Where Have You Gone, Joe
DiMaggio...Uh, Wesley Clark?

Peter Lee
February 27, 2004
Baseball season is coming up.

Bush wants to turn the clock back three years, past Iraq and the Patriotic Act, to his “Nuremburg moment” in Yankee Stadium during the 2001 World Series, when 50,000+ roared the chant “Bush… Bush…Bush!”

As usual, the only obstacle between George Bush and his objective is the truth.

The truth, as represented today by Thomas Kean’s 9/11 Commission.

Bush, hiding behind the soft, ample backside of Dennis Hastert, is determined to short-circuit the commission’s work by a) not giving it an extra two months to overcome the blatant stonewalling of his administration and b) not ordering National Insecurity Enabler Condoleezza Rice to testify publicly before the commission.

But it appears likely that the commission will be able to determine that the Bush administration disregarded explicit warnings from the intelligence services about an al Qaeda attack.

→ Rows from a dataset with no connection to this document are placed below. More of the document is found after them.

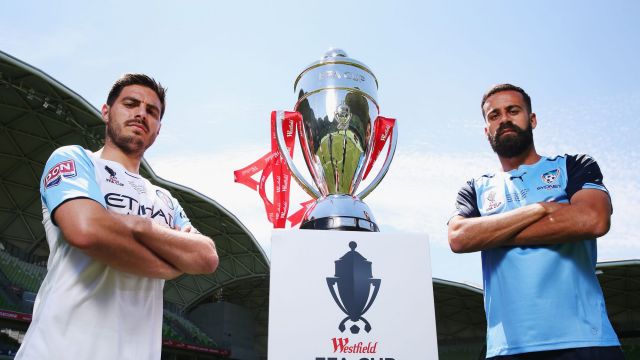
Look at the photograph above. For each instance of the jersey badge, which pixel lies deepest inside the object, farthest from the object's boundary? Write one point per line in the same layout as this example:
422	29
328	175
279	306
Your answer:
112	176
165	199
62	169
492	202
551	177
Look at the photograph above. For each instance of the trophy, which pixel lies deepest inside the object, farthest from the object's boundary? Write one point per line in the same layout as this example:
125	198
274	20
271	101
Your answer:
341	134
354	281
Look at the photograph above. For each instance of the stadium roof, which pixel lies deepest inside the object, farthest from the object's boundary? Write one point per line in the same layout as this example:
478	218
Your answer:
40	114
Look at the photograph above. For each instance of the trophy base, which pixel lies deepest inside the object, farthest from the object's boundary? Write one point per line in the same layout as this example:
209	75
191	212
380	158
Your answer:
340	212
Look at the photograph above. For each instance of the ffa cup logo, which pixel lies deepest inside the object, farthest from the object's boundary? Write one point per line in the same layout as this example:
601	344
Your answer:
353	288
551	176
54	176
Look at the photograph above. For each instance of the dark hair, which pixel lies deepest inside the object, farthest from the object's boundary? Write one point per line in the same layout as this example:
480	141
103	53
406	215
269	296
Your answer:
505	87
137	79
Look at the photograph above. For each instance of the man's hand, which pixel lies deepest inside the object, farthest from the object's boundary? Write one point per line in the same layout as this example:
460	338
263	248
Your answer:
587	217
186	249
108	238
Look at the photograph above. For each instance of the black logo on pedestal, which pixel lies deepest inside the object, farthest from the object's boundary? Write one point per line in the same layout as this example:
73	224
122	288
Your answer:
353	280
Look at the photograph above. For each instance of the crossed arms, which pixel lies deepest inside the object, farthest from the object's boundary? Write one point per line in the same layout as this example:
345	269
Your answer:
587	216
134	244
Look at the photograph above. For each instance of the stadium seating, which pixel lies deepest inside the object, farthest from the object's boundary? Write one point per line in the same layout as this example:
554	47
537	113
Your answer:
21	273
191	333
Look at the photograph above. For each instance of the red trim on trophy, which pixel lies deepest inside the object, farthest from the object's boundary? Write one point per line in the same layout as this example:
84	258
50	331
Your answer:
296	217
273	164
382	131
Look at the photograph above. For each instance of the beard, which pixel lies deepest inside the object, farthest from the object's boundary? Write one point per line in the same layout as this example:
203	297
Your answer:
128	144
511	145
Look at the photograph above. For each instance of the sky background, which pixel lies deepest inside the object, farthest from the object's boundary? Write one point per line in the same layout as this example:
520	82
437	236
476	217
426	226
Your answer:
227	65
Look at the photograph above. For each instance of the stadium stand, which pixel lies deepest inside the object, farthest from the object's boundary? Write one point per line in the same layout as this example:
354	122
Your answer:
39	114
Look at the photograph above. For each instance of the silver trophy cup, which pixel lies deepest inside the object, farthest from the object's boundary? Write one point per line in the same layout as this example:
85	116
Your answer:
337	98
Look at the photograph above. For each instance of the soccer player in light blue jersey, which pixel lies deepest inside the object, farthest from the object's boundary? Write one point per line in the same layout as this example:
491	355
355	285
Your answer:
536	223
114	238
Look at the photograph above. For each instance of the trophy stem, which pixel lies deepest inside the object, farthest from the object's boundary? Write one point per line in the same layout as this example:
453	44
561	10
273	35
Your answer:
340	212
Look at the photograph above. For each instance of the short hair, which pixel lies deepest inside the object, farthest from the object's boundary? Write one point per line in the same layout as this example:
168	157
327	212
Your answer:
506	87
137	79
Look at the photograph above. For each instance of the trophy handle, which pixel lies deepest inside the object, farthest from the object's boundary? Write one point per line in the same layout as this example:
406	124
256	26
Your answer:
385	166
308	188
376	287
331	282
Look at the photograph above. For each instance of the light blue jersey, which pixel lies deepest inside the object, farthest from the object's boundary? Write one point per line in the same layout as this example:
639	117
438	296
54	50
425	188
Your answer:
539	298
84	308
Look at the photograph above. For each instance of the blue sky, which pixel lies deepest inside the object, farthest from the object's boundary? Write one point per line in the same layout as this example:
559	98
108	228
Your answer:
228	64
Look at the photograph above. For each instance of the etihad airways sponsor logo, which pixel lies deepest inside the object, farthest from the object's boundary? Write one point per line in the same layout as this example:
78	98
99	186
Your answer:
133	206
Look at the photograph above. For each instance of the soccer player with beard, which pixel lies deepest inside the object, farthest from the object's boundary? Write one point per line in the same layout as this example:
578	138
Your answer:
114	238
536	222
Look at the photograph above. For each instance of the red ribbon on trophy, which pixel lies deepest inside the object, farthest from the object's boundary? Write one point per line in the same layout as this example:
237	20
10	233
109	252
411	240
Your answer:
383	127
273	163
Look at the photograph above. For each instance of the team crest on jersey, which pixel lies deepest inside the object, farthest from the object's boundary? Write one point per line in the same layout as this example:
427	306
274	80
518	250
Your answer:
492	201
62	169
165	199
551	176
112	176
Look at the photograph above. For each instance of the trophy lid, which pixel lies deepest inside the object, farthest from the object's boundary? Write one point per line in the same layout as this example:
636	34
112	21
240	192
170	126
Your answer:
352	264
335	56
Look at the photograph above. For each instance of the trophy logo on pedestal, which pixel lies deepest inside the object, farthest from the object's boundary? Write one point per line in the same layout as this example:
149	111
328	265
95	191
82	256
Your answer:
354	281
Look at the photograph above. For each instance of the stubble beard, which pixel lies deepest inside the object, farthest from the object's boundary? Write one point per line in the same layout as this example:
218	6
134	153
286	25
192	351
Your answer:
129	145
511	145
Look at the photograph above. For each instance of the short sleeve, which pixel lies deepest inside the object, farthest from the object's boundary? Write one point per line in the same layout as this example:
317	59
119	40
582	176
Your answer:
467	202
583	172
69	174
181	217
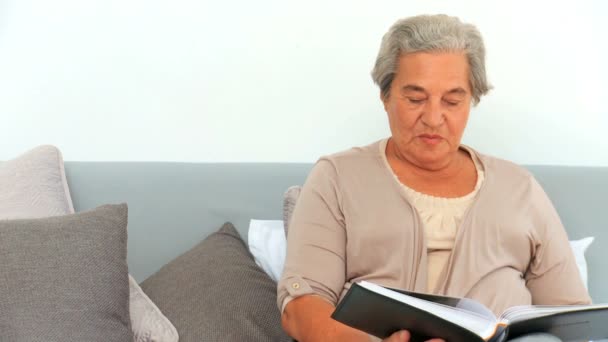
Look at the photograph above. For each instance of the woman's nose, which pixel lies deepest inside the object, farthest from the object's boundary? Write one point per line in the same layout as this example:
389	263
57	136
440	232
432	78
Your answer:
432	115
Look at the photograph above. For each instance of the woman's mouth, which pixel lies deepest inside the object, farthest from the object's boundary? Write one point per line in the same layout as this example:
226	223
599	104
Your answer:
431	139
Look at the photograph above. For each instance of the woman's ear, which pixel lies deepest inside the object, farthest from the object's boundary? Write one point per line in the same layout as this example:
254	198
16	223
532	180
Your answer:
384	99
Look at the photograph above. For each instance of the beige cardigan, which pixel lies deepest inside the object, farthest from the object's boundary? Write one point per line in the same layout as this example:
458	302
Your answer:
353	222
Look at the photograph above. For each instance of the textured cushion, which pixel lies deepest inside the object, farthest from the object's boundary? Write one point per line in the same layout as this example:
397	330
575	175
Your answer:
289	203
34	185
147	321
65	278
216	292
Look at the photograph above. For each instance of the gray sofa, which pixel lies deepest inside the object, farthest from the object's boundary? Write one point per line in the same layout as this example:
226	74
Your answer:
172	206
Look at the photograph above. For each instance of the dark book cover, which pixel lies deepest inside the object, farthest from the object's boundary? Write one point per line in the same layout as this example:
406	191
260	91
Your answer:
381	316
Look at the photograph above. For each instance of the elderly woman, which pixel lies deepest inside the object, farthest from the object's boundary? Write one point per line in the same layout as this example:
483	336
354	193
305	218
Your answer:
419	210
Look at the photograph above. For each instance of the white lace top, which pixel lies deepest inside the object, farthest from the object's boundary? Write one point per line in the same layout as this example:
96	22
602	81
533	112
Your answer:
440	218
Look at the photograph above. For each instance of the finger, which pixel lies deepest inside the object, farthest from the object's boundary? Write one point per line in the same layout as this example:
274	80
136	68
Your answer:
399	336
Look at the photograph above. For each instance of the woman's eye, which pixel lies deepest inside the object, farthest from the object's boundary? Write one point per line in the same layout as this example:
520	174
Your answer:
416	101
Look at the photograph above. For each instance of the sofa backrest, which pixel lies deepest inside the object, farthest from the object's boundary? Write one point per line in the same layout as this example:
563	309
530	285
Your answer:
172	206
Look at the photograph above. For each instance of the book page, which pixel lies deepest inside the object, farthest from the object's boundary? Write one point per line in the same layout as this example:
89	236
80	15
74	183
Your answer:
460	303
524	312
478	324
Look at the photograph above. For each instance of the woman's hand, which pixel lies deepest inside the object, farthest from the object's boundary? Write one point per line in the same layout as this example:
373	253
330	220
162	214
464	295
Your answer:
404	336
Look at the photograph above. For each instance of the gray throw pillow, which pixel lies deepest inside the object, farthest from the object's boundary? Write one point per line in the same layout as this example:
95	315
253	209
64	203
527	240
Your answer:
216	292
65	278
290	198
34	185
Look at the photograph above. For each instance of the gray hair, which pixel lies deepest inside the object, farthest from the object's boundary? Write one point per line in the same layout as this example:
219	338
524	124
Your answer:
431	33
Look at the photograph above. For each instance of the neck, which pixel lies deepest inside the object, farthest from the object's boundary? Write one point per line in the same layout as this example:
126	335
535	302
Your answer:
446	169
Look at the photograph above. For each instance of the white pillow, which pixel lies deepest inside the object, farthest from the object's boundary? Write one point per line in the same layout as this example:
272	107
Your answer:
268	245
578	248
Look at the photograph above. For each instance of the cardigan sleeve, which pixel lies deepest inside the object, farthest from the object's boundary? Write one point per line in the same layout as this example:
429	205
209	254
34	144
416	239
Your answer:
552	276
316	241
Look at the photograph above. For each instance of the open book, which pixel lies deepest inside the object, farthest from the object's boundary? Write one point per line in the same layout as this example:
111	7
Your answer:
381	311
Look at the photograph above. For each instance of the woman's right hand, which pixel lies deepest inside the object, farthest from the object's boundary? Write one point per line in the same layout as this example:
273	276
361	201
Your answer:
404	336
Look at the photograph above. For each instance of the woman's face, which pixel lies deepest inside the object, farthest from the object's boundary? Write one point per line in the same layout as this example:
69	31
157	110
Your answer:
428	107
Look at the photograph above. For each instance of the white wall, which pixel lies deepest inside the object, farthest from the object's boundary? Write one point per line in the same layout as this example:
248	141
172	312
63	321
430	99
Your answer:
282	81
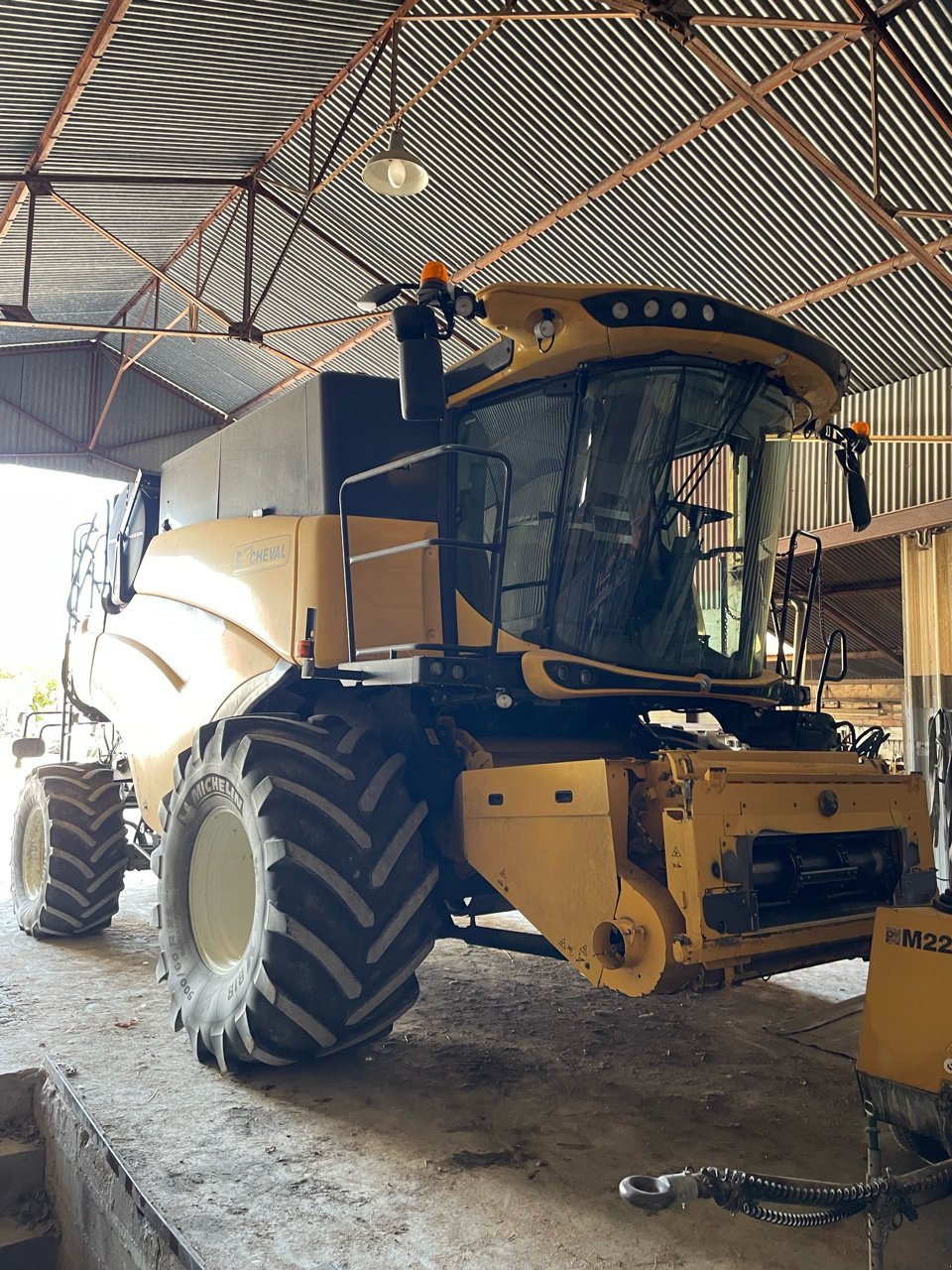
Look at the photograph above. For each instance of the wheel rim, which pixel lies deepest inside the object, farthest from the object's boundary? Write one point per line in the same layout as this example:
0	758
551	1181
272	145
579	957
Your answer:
33	860
222	890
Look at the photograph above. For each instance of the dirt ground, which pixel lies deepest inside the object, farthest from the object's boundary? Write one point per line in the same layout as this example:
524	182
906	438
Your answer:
489	1132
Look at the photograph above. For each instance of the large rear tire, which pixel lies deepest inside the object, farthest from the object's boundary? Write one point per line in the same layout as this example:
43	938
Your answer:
68	849
295	897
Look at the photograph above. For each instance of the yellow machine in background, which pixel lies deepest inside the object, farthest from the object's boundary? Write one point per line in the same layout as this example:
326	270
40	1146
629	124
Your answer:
381	670
905	1048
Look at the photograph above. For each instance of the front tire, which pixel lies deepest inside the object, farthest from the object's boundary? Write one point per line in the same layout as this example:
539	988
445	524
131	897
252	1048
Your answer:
295	898
68	849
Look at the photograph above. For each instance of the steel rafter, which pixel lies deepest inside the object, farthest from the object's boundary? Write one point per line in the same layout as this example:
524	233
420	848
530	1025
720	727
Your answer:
690	132
680	32
81	73
880	36
382	33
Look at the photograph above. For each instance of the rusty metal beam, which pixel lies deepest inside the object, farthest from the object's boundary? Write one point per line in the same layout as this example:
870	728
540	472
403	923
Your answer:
595	14
869	273
103	329
293	130
397	116
128	361
853	627
81	73
214	314
752	96
880	35
797	66
907	520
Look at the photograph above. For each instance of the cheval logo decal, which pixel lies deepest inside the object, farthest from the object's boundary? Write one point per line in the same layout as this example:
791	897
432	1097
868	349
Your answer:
263	554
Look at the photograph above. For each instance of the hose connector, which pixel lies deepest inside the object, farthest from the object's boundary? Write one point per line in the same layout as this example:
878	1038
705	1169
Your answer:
654	1194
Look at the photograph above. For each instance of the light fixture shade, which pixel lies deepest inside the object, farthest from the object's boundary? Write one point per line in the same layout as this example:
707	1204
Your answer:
395	173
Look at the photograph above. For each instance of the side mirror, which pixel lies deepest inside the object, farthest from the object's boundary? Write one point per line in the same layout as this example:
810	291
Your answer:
381	295
422	395
837	643
28	747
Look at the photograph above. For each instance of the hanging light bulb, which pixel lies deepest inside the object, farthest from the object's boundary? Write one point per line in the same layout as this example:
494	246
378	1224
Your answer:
395	173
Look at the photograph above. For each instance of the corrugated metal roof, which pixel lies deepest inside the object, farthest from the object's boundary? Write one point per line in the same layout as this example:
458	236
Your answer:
536	114
860	590
51	399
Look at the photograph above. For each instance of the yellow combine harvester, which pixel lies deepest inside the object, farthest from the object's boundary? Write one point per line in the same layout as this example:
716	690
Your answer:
384	661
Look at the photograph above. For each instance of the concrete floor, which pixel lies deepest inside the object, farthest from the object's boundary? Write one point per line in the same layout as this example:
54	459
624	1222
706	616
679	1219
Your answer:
489	1132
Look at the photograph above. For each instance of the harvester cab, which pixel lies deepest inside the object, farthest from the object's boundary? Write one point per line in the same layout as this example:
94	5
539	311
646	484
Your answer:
390	665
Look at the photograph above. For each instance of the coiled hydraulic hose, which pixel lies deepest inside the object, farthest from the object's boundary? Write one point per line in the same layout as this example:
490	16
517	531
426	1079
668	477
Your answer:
826	1203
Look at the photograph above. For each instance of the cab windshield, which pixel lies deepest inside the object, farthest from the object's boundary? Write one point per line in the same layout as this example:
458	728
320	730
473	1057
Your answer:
644	512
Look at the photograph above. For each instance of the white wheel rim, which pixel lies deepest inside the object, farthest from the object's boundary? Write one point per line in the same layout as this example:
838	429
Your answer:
33	858
222	890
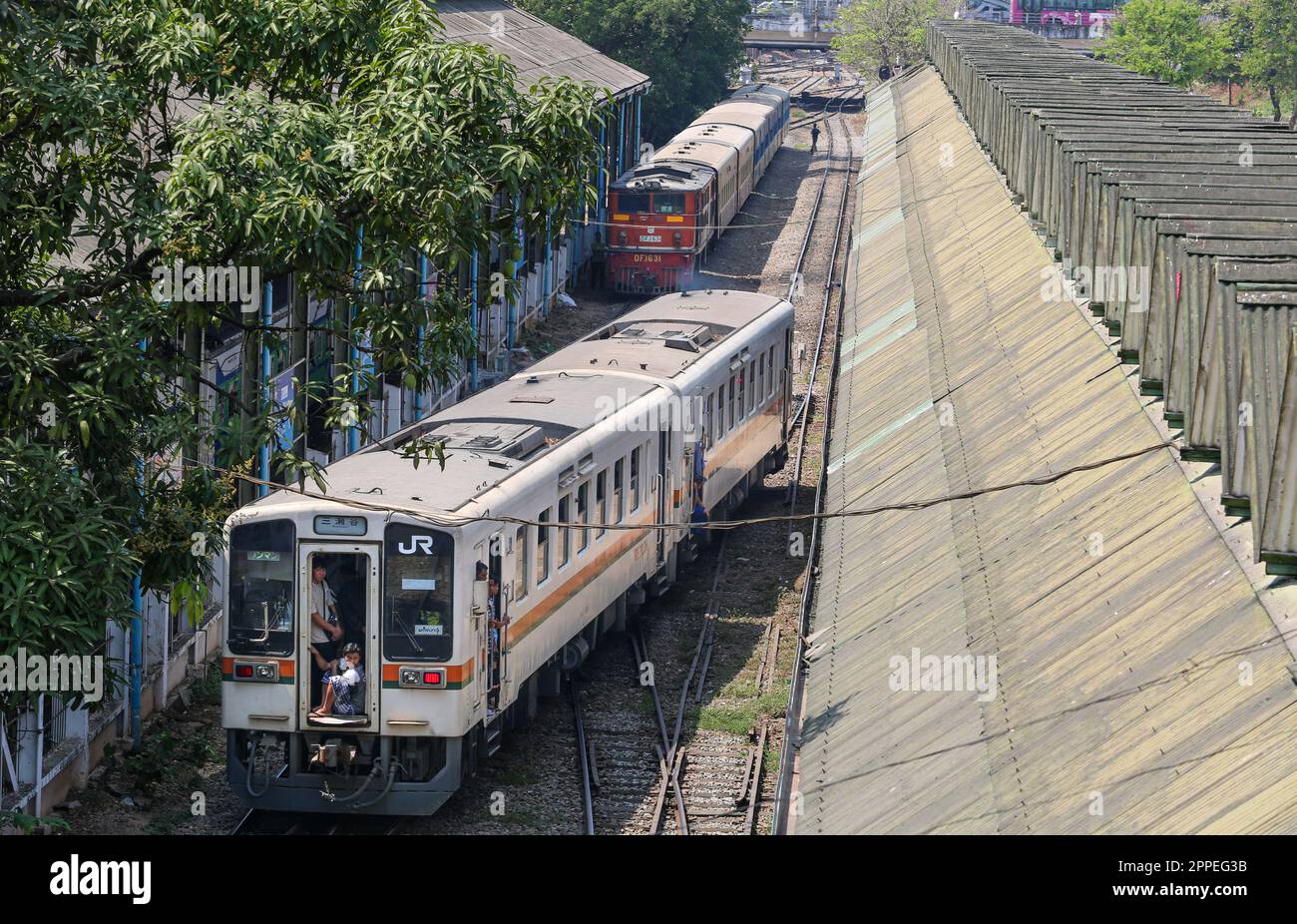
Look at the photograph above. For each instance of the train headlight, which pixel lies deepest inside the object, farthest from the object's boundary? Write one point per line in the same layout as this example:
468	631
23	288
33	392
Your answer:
257	672
424	678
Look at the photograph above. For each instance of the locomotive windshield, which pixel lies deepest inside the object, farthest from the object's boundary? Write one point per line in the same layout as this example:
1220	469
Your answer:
418	617
632	202
668	203
260	588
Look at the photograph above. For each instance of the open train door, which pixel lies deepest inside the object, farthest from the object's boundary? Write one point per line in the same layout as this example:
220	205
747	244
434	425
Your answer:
497	604
349	594
664	487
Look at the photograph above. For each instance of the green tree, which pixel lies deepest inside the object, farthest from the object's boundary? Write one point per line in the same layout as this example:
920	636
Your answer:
266	134
1167	39
1271	53
688	48
872	33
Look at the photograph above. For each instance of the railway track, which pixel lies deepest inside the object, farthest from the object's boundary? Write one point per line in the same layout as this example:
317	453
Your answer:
700	781
660	772
259	821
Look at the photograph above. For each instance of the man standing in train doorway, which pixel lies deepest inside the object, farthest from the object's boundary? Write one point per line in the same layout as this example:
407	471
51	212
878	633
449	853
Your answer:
598	257
324	629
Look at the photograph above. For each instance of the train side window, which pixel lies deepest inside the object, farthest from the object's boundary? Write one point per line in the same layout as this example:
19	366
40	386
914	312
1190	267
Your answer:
583	515
618	478
635	479
543	548
522	562
601	501
565	532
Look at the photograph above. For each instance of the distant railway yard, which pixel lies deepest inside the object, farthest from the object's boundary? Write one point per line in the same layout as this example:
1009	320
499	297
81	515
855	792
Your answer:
869	431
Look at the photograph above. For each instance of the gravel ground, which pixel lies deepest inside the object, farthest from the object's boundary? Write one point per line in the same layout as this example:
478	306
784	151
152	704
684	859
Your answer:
182	768
536	776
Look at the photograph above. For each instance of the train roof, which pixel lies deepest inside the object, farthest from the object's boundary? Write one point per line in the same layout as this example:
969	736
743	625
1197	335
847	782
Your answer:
765	92
498	431
737	112
717	133
709	152
664	176
664	336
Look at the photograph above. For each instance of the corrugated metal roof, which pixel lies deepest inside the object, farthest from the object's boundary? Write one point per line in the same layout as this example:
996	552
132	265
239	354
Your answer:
535	47
1118	620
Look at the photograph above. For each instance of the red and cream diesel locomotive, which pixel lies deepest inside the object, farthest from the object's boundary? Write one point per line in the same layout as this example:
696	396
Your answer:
669	211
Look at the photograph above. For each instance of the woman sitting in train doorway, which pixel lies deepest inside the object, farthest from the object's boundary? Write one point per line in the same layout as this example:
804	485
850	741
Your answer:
341	678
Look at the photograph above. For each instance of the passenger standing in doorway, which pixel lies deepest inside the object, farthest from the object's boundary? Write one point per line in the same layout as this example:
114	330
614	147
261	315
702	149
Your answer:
324	629
598	257
494	627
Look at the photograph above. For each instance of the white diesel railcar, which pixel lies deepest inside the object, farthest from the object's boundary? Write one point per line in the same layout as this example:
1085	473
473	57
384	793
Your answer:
683	398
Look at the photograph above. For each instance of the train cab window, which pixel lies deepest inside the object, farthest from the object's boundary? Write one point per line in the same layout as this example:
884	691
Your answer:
418	594
632	202
565	534
668	203
583	515
522	562
618	482
543	548
635	479
601	502
260	588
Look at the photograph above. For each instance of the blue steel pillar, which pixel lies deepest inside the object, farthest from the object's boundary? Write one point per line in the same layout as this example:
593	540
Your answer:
267	319
518	245
549	258
353	434
423	293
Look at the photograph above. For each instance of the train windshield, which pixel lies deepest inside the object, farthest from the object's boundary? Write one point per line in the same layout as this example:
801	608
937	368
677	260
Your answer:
418	616
260	588
632	202
668	203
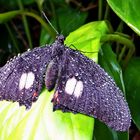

Not a smoking gun for impeachment, perhaps, but it would remove another foundation brick from the increasingly shaky edifice that is George W. Bush, wartime president.

Because once you get past the pictures of Bush embracing heroic firemen in the ruins of the Twin Towers like a drunken sailor hanging on a lamppost, the bottom line is that 9/11 happened on Bush’s watch.

He had already been president for almost a year, the national security apparatus reported to him, and the famous buck is supposed to stop on his desk.

His best defense for such a catastrophic failure has been, “Nobody could imagine an attack of such boldness”.

But the scuttlebutt appears to be that Bush received a pretty unambiguous warning about the mounting danger of an unconventional al-Qaeda attack.

If Bush knew (with a lower case k, instead of the upper case K as in Bush was on bin-Laden’s e-mail notification list for upcoming terrorist attacks), his post-9/11 heroics dwindle into the desperate day late and a dollar short scuttling of someone intent on obscuring his previous failures and omissions.

That sounds more like our George, doesn’t it?

Somebody has to step up to the plate and take on Bush on 9/11.

Inject 9/11 into the campaign, get it some media air and space, just like Howard Dean did for Iraq and Michael Moore and Peter Jennings and Wesley Clark did for the Bush’s AWOL TANGo.

The trouble is, as Bush gets singed in the resulting political firestorm, the igniting Democrat tends to get consumed. Dean and Clark got toasted.

But Democrats can also rise, phoenix-like, from the ashes.

I think it’s time for Clark to be resurrected as the Democrat’s national security voice, and confront Bush on 9/11 on Kerry and Edwards’ behalf.

This election year, when Bush tries to throw his shaky 9/11 curve, I think the Democrats will be able to hit it out of the park.

All we need to do is get our slugger into the batter’s box.